Sir Dermot Turing, nephew of Alan Turing and trustee at Bletchley Park Trust, said: “Today’s announcement follows many years of work by various individuals and organisations to honour and remember the life, work and tragic death of Alan Turing.
“I am touched by all those who nominated Alan to be the face of the new £50 note, and hope today’s news will inspire more people to learn about his story and contribution to computer science.”
Iain Standen, chief executive of Bletchley Park Trust, added: “It is a very fitting tribute to the life and work of Alan Turing that he will be the new face of the £50 note.
“During World War Two, he and a team of like-minded men and women played a crucial role at Bletchley Park.
“Today he is rightly considered one of the pioneers of modern computing and artificial intelligence, and his legacy continues to inspire new generations.”
Adrian Smith, director and chief executive of the Alan Turing Institute, said: “Alan Turing continues to inspire us here at the national institute for data science and AI (artificial intelligence), named in his honour.
“We’re incredibly proud of his legacy, and delighted that he will now grace the £50 note.
“Turing’s fearless approach to daunting problems and his intellectual curiosity still have a remarkable influence today across different disciplines and communities.”
Chief Secretary to the Treasury Liz Truss tweeted: “Great choice!”
Lucy Powell, MP for Manchester central, wrote on Twitter: “Absolutely delighted by this news. Alan Turing was a national hero and treasure who suffered disgusting prejudice for his sexuality. It’s absolutely right we celebrate him for who he was.”
Former Manchester MP and gay rights campaigner John Leech, who while in Parliament led a long campaign to have Turing, who was convicted of gross indecency for his relationship with a man, pardoned said: “It is almost impossible to put into words the difference that Alan Turing made to society.

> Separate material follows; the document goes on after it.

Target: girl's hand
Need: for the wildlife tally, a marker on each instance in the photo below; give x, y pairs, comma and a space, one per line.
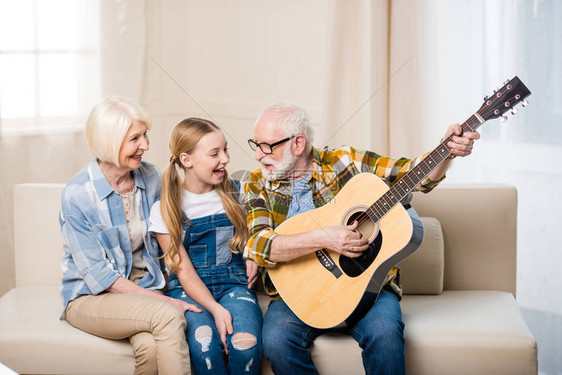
223, 321
184, 306
252, 272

“But perhaps the most poignant example is that his work is estimated to have shortened the war by four years and saved up to 21 million lives.

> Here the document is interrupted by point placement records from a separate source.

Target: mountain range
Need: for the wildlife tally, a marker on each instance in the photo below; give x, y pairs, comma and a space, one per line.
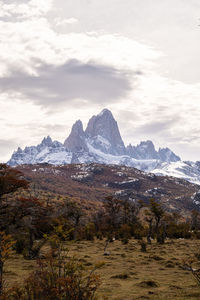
101, 142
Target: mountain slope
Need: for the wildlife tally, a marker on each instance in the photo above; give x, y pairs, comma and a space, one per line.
93, 182
101, 142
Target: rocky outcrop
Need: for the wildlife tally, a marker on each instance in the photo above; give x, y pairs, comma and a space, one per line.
76, 141
103, 133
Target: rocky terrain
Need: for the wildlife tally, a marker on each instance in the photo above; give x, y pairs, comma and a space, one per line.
93, 182
101, 142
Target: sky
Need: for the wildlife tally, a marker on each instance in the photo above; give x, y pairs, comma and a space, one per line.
61, 61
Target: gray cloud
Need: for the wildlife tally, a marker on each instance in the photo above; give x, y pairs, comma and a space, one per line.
7, 146
56, 85
157, 127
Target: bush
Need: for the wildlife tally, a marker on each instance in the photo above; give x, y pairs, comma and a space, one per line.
56, 280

“And yet the way he was treated afterwards remains a national embarrassment and an example of society at its absolute worst.

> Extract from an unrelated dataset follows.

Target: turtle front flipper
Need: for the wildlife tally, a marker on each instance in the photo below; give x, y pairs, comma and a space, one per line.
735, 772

“I’m absolutely delighted that Turing will be the face of the new £50 note and I hope it will go some way to acknowledging his unprecedented contribution to society and science.
“It is a fitting and welcome tribute to a true Manchester hero.
“But more importantly I hope it will serve as a stark and rightfully painful reminder of what we lost in Turing, and what we risk when we allow that kind of hateful ideology to win.”
Natasha Ellison, a PhD researcher in mathematical biology at the University of Sheffield, said Turing had written a theoretical paper on biology “and only recently have scientists shown that this mathematical theory truly describes many patterns we see in nature”.
She added: “The mathematics this paper described is used by mathematical biologists all over the world, to understand more about a whole range of biological processes from cancer growth to how animals use their landscape.
“I wish he could have known how important his work has become and how it continues to progress our species.”